Western and Southern blotting

The Flag epitope tag was detected using the anti-Flag M2 monoclonal antibody-peroxidase conjugate (Sigma A 8592) at a dilution of 1:5000. Southern blots were conducted using MspI-digested genomic DNA and a probe specific to the Ta3 locus as described previously (Johnson et al. 2008).

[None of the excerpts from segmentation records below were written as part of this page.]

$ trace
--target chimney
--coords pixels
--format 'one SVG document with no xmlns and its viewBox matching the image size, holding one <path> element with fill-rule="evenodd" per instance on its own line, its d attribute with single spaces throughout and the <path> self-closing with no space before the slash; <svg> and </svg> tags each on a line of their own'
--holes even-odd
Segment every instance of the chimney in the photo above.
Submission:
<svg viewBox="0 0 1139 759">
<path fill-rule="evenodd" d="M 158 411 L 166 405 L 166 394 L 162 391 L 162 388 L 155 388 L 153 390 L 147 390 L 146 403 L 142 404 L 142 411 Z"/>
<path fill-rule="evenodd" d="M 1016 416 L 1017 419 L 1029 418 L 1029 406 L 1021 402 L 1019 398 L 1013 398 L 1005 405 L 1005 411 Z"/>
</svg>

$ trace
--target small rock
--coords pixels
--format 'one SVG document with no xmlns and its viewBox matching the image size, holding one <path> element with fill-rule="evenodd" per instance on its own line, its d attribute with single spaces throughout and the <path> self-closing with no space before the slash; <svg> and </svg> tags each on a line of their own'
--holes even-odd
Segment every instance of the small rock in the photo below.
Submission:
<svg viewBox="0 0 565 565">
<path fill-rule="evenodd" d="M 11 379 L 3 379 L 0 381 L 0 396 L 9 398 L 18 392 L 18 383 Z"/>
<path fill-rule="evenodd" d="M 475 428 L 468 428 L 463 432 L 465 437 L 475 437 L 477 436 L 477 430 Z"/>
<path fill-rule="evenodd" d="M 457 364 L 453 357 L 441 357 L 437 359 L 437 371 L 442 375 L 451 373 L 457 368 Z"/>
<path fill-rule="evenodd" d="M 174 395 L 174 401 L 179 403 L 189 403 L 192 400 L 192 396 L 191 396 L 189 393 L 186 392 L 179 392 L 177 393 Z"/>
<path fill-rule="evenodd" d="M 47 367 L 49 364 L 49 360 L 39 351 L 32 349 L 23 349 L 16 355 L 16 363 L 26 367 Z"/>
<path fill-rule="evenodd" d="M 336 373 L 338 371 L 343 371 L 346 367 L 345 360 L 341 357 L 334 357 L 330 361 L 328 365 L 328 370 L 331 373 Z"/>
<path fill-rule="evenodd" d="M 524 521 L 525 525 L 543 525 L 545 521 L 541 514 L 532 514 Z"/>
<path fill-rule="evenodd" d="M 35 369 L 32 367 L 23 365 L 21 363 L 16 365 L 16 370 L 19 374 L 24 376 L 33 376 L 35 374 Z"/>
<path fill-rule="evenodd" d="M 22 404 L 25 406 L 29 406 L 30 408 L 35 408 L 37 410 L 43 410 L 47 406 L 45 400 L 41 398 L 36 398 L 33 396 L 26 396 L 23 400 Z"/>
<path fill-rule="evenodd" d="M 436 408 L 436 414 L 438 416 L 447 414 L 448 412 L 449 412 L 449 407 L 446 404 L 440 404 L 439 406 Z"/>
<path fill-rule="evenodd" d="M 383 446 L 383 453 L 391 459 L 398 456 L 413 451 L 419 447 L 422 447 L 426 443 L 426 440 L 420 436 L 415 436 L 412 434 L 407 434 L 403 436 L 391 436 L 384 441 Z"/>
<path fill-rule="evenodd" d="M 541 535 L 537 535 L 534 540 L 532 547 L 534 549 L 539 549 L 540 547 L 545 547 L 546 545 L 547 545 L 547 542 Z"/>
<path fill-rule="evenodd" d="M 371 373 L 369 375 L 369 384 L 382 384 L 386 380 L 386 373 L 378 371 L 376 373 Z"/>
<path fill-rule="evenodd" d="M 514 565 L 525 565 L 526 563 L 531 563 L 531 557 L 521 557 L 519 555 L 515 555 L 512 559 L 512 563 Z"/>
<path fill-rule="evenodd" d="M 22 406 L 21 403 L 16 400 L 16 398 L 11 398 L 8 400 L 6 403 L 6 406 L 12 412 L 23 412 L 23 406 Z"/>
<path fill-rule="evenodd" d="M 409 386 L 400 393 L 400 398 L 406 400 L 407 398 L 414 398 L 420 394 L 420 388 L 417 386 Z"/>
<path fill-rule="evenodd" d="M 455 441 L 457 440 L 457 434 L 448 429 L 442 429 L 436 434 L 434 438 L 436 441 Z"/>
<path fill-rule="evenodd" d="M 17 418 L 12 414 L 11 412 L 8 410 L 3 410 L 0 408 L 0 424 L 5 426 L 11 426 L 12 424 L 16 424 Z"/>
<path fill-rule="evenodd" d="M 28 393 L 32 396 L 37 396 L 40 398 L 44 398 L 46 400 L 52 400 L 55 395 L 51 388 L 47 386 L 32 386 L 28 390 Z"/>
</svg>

Nuclei isolation and H3K9 immunofluorescence

Nuclei were isolated from seedlings as described previously (Jasencakova et al. 2003). A primary antibody to H3K9 dimethylation (Abcam 1220) was used at a dilution of 1:100, and anti-mouse Alexa Fluor 488 (Invitrogen) was used as a secondary antibody at a dilution of 1:150. Nuclei were visualized as described previously (Li et al. 2006).

Nucleosome preparation and HMTase assays

Histone methylation assays were done as described previously (Johnson et al. 2008). Activity was assessed using nucleosomes assembled as described in the Supplemental Material.

Database entries

The X-ray coordinates of SUVH5 SRA complex with fully methylated CG DNA in space group P4₂2₁2 (accession no. 3Q0B) and space group P6₁22 (3Q0C); hemimethylated CG DNA (3Q0D); and methylated CHH DNA (3Q0F) have been deposited in the Protein Data Bank (PDB).